Take a deep breath. Count to ten if you need to. Here are some reasons why your swimmers might be making this choice, and what you can do about it.

1. They might be backstrokers- Have pity on them for being the most inferior sect of swimmers. Shots fired Garrett McCaffrey. 

2. The sendoffs could be wrong- One of the biggest rookie mistakes in constructing practice is to assign a single interval time for all three strokes as if they are equal. Backstroke and butterfly are much faster than breaststroke by an order of 3-4 seconds per 50m on the elite level.

Also, if you are not training race pace (why aren't you training race pace?), then backstroke will be much easier to do at below race pace, for longer distances. 

Swimmers instincts to avoid butterfly and breaststroke when sendoffs do not allow them to do the reps at quality are correct. Common technical problems in these two strokes are a result of "struggle" technique when forced to do repetitions with inadequate recovery or too long distances.

If I were designing a race pace set of 25s for butterflyers, backstrokers and breaststrokers to all do together, it might look something like this:

30x25 on :30/:35/:40

Backstrokers able to go under 1:00 should start on the :30. Backstrokers 1:00-:1:12 on :35. Breaststrokers up to 1:00 on :35, Breaststrokers up to 1:12 on :40. Butterflyers up to 1:00 on :35, up to 1:12 on :40

Any butterflyers or breaststrokers who struggle to string more than a few together at 100 pace, you could consider adding 1 sec to their 100 pace, focus on efficiency, or making every 4th one "easy"
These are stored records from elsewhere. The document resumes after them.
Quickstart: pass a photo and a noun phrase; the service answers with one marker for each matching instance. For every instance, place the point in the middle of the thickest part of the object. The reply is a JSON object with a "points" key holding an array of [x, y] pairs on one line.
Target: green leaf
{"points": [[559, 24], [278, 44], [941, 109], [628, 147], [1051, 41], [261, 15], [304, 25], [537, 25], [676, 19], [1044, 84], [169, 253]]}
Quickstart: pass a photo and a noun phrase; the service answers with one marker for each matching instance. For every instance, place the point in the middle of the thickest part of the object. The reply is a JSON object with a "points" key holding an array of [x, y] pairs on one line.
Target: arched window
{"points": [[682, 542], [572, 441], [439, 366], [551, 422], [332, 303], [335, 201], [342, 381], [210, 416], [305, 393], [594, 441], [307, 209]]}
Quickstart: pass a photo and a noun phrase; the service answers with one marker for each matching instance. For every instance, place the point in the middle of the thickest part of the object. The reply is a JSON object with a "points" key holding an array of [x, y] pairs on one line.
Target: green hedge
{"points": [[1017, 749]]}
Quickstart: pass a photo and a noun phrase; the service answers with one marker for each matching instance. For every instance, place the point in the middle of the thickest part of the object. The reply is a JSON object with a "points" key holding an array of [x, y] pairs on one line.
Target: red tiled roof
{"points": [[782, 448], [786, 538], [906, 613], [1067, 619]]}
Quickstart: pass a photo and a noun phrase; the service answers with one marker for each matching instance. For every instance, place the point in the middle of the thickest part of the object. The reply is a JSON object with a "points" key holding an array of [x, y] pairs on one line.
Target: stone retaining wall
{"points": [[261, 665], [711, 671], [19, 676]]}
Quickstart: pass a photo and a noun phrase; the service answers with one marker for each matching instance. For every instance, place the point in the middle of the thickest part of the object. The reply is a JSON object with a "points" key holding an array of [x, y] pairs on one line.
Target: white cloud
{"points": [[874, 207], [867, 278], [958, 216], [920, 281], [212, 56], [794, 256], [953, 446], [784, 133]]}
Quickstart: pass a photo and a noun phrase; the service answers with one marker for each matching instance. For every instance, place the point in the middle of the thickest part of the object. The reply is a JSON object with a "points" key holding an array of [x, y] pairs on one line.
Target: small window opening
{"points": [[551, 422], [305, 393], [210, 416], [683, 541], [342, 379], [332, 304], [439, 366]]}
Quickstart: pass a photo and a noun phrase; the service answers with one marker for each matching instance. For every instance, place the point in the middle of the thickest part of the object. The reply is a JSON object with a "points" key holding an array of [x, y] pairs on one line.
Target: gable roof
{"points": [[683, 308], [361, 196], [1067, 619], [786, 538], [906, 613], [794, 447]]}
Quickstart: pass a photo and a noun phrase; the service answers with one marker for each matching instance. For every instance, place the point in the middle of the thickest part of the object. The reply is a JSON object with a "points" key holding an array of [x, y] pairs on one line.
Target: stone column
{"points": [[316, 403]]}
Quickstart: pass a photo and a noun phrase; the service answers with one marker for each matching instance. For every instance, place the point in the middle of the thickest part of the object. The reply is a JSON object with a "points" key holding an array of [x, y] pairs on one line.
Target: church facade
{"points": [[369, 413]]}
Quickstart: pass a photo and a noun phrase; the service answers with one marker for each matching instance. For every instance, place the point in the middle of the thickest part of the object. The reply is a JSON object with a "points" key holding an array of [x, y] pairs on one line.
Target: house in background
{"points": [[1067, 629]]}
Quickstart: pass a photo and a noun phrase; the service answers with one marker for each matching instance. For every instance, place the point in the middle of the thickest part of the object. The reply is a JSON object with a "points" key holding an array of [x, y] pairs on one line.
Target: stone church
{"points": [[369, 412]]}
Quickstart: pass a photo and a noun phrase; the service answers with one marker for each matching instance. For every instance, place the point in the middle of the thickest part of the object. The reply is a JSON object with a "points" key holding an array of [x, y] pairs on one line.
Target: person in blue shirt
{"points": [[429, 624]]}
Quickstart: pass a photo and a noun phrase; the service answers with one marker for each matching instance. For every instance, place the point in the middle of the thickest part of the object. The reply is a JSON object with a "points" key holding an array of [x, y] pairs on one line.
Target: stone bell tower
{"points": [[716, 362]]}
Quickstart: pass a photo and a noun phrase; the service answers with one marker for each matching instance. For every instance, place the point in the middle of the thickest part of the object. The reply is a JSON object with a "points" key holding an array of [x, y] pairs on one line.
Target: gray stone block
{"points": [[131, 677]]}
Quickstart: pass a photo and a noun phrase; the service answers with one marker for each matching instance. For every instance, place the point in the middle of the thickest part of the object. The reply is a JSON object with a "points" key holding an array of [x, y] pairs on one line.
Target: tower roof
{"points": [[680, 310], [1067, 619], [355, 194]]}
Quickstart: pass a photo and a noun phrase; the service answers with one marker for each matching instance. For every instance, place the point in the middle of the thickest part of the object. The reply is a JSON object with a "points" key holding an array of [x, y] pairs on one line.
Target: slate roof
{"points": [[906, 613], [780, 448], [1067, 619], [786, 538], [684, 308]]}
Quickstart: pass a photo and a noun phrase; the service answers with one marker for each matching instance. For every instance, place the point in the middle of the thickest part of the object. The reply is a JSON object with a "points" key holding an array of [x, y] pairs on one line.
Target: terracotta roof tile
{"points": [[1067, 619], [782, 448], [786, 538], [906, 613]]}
3. Your swimmers are scared- Do you know the theory of learned helplessness? It's really important to understanding why people don't do things that would benefit them. Training hard, particularly in breaststroke and butterfly, is painful. 

As a coach, you need to build a bridge between this painful training and results. If your swimmers are scared and avoiding it, it is because they don't see the bridge. Yelling at them may scare them enough to take the leap, but will ultimately just be adding another painful thing to avoid.

Have empathy for your athletes, and connect with them on the level they are on. Figure out at what level they will be willing to risk themselves, let them go there and make sure they see the progress that results. 

4. Their backstroke technique is poor- I thought of backstroke as an easy stroke when I was a swimmer. Why? Because my backstroke technique was terribly. 

Specifically, I barely kicked when swimming backstroke. Kick is the most obvious thing that all coaches want swimmers to do, but much like breaststroke and butterfly, it makes things much more painful. But much like an appropriate risk in butterfly and breaststroke, this pain brings better results.

If swimmers are going to insist on swimming backstroke, you need to insist that they maintain a steady, narrow kick. Don't allow backstroke techniques that make the stroke "easy".

If you've tried all of the above and your swimmers still insist on swimming backstroke, don't give up hope. Someday, they may grow up to win an NBA title.